I understand the point of the blog post and share you view about the BBC and corporate media. But I don't have a firm grasp of the macro situation in the UK. If there is labor market slack would more fiscal and/or monetary policy tighten up things?

About the U.S., Greg Ip wrote yesterday in the Wall Street Journal:

"Instead of worrying about robots destroying jobs, business leaders need to figure out how to use them more, especially in low-productivity sectors. Someday robots may replace truck drivers, but it's much more urgent to make existing drivers, who are in short supply, more efficient. Clean energy advocates boast about how many people work in solar power when they should be trying to reduce the labor, and thus cost, involved.

The alternative is a tightening labor market that forces companies to pay ever higher wages that must be passed on as inflation, which usually ends with recession."

A tightening labor market should provide workers with more bargaining power so that workers share in productivity gains instead of it all going to capital.

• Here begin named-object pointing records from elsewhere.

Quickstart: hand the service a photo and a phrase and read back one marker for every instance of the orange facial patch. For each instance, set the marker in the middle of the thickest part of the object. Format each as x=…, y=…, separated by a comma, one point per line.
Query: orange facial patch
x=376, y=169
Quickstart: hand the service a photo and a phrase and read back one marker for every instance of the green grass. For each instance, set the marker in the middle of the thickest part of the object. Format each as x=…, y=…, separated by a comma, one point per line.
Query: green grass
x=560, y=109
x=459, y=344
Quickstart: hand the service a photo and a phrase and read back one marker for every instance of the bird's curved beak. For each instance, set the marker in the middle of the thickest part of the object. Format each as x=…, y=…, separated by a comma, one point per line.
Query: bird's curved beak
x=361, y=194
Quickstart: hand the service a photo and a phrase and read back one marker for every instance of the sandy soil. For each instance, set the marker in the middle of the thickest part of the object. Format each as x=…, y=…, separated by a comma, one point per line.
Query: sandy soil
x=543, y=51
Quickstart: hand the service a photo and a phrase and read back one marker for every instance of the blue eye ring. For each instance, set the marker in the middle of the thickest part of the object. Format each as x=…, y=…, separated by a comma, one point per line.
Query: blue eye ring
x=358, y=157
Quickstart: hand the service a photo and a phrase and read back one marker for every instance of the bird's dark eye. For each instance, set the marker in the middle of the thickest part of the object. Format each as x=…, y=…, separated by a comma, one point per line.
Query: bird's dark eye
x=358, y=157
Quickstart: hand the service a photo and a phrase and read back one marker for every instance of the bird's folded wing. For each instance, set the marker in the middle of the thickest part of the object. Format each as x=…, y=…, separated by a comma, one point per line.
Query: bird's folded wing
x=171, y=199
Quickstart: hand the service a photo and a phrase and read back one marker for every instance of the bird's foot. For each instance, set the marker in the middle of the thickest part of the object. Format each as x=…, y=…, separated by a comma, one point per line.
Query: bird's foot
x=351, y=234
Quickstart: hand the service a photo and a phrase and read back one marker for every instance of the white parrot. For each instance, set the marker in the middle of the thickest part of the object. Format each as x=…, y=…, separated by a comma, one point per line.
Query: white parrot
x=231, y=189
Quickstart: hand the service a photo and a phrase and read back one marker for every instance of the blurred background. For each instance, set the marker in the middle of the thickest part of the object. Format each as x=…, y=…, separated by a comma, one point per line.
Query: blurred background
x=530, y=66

If there is too much inflation, the central bank will raise rates too much too fast which will cause a recession and throw people out of work. Yellen is trying to kill jobs now by rationing demand/credit and raising rates.

e

Or just comfortable old guard lacking incentive to keep up?

Gerard MacDonell

I love the concept of emergence, which is new to me, to my shame. I read about it in The Big Picture, by Sean Carroll.

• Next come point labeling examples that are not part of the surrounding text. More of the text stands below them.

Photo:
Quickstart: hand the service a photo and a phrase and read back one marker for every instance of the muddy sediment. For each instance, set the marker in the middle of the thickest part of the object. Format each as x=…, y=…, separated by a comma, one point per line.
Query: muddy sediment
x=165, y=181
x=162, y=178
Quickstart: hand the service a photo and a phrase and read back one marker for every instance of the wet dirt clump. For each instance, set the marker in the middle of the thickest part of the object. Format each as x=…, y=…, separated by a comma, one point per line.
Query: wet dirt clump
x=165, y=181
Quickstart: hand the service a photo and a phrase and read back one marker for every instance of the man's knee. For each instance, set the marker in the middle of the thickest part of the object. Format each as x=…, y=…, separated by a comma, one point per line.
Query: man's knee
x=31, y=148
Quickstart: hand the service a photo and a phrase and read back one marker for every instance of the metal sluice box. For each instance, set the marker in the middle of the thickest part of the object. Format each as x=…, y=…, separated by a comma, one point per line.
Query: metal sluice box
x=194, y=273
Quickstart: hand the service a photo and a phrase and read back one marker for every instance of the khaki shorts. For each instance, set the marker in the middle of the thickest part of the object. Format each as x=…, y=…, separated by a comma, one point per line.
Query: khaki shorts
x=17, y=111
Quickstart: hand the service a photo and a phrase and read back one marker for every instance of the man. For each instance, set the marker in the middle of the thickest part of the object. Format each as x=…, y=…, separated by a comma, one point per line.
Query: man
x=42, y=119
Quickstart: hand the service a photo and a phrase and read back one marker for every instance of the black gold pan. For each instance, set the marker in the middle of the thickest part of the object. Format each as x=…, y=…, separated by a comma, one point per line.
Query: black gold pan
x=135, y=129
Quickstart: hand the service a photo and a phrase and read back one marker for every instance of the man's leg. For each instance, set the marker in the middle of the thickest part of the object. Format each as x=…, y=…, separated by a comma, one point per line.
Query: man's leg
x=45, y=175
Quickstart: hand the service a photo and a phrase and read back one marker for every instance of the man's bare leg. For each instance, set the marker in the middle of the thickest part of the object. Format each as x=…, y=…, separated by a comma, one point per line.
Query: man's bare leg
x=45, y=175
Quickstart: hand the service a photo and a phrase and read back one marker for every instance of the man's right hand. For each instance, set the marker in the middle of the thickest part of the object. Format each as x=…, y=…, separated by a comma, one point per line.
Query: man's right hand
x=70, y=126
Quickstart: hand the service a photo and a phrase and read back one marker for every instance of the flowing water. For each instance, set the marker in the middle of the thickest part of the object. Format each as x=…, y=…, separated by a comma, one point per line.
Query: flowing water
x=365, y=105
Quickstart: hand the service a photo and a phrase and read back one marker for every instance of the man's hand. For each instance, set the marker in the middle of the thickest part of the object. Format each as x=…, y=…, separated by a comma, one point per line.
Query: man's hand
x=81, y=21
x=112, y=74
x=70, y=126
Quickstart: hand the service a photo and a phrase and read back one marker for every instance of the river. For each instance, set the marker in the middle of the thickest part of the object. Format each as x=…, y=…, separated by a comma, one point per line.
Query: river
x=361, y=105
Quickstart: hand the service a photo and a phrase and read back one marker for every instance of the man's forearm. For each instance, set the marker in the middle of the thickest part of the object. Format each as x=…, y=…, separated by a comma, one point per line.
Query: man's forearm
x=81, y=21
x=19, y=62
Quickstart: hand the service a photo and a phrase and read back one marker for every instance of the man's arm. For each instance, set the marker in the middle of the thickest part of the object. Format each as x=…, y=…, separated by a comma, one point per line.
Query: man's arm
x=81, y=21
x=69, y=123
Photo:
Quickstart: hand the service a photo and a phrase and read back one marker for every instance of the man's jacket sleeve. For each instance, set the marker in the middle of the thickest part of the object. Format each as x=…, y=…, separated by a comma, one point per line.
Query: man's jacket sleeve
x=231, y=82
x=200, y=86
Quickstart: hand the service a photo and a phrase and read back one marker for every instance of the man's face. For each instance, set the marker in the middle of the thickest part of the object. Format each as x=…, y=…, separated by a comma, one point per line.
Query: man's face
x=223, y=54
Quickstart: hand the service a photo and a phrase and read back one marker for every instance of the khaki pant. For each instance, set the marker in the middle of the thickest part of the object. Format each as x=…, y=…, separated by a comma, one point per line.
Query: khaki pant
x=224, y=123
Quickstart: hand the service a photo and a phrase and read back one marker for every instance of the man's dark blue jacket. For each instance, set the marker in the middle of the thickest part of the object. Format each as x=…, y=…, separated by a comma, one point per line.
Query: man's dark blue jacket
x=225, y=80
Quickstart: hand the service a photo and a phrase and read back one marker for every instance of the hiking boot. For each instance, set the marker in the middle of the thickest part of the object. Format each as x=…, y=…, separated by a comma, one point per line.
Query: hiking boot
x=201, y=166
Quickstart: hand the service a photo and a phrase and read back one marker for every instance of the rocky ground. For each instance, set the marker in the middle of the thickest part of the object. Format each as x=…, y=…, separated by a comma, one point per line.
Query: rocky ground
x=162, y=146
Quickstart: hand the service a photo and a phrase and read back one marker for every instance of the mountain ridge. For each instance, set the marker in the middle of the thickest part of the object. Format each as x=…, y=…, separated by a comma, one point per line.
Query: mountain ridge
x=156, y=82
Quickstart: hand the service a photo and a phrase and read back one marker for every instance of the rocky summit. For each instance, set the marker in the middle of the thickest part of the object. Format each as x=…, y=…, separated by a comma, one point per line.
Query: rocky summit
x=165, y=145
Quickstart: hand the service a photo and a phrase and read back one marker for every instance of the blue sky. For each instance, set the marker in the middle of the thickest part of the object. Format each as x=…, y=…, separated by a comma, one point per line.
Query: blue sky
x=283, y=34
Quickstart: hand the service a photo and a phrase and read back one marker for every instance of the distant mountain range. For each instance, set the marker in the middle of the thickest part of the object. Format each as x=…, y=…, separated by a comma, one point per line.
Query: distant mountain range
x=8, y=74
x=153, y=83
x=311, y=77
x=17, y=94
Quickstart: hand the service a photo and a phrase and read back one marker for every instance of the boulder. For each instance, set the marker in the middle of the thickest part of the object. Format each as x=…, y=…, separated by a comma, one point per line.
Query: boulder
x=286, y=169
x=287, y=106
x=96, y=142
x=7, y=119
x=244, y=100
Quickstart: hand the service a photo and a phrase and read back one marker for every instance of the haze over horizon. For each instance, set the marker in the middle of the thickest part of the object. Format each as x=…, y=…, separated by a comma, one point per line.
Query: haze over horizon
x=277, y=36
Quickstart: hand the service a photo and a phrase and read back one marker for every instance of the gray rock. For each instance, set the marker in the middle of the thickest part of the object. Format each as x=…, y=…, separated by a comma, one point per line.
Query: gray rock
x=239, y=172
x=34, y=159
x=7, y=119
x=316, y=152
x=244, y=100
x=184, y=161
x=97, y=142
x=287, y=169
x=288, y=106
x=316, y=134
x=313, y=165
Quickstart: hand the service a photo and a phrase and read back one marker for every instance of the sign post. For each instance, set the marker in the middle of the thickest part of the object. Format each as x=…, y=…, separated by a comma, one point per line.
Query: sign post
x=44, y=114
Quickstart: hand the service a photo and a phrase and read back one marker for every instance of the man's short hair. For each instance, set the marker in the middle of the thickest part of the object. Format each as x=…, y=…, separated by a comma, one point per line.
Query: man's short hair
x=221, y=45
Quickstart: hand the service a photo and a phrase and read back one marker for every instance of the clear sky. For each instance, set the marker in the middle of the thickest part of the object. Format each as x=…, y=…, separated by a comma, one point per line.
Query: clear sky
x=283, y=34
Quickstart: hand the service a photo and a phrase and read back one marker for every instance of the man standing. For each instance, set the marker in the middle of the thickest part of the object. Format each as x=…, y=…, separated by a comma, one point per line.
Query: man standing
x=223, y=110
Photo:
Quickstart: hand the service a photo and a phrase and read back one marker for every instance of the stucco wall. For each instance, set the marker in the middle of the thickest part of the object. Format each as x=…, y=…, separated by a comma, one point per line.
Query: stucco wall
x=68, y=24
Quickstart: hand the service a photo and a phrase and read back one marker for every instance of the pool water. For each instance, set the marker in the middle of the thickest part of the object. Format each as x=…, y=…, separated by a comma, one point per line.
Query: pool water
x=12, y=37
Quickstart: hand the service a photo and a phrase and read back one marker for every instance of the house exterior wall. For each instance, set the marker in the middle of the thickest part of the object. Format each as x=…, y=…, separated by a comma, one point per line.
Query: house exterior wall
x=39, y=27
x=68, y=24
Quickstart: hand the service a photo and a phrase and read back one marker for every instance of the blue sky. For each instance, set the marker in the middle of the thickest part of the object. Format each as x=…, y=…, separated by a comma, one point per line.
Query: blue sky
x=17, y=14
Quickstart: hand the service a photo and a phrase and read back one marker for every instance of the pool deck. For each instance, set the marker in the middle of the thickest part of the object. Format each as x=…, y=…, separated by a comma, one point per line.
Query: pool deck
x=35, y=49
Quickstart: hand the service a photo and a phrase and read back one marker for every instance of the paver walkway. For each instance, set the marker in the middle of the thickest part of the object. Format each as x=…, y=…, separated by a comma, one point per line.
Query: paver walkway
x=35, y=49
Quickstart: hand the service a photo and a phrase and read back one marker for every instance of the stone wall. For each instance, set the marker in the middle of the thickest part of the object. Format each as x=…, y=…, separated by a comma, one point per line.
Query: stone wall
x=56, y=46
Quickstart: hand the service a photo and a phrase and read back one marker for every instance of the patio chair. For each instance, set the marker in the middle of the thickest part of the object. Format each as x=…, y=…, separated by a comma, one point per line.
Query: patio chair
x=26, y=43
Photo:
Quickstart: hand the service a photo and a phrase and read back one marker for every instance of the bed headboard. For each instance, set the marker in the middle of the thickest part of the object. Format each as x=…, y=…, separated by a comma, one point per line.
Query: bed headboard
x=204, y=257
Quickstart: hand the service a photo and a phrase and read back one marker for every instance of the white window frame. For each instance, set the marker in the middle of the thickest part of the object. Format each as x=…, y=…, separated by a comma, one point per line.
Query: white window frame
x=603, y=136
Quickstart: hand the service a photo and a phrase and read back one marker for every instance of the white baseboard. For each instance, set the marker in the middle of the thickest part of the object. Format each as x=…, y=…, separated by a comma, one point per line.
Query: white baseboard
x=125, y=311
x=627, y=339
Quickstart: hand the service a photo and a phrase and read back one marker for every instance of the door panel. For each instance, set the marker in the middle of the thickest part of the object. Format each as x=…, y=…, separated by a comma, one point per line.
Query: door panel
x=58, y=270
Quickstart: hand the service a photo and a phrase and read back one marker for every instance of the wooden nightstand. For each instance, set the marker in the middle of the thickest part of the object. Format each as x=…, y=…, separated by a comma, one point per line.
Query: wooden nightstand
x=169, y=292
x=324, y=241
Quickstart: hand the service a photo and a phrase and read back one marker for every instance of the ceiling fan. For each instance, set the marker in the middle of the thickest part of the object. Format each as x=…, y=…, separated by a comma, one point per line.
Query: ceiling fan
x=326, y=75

From my novice perch, I want to say that emergence opposes essentialism, perhaps along the misplaced focus on specific events that you identify.

People -- including macro economists -- love to identify an essence, which may or may not refer to anything existing in the actual world, and then to agonize about how to apply it.

A simple example of people being confused by this bad habit is the debate over "monetization." Is this or that policy initiative "monetization" or not?

Who fracking cares? Just focus on the likely effect of what was actually done or proposed. Almost the entire discussion of h money, for example, can be set aside by insisting that an essence need not be an actual thing, you know.

derrida derider

Its absolutely true that politicians (for government) and CEOs (for business) and generals (for war) matter far less than people think they do - least of all as much as they themselves think they do. And that this belief leads to undue respect for authority at all levels.

But I aint ready to go to the other extreme and think either individual human agency or blind luck doesn't matter at all. Do you really think wage stagnation in the UK would be as extreme since 2007 if certain individuals hadn't seen a chance to try and dismantle the welfare state to build a Britain fit for "people like us"? Or that a few strategists running a less incompetent and complacent "Yes" campaign would not have made the small necessary difference to the Brexit vote?

Bonnemort

"First, real wages have stagnated ever since 2007 – long before Brexit was heard of."

I think that if you look at the ONS figures for real (using the BoE inflation calculator) median male weekly earnings, you'll find that they actually decreased between 1997 and 2015 - an 18 year period. So much for Blair and Brown.

Bonnemort

Hours and earnings figures here

https://www.ons.gov.uk/employmentandlabourmarket/peopleinwork/earningsandworkinghours/adhocs/006302annualsurveyofhoursandearningsashetimeseriesofmediangrossweeklyearningsfrom1968to2016

Inflation calc here

http://www.bankofengland.co.uk/education/Pages/resources/inflationtools/calculator/default.aspx

Median male weekly wage 1997 is £356.90, calculator says that would need to be £596.10 in 2016, actual median male wage 2016 is £577.80. Therefore median male worker was better off in 1997 - and I haven't even got on to rents and house prices.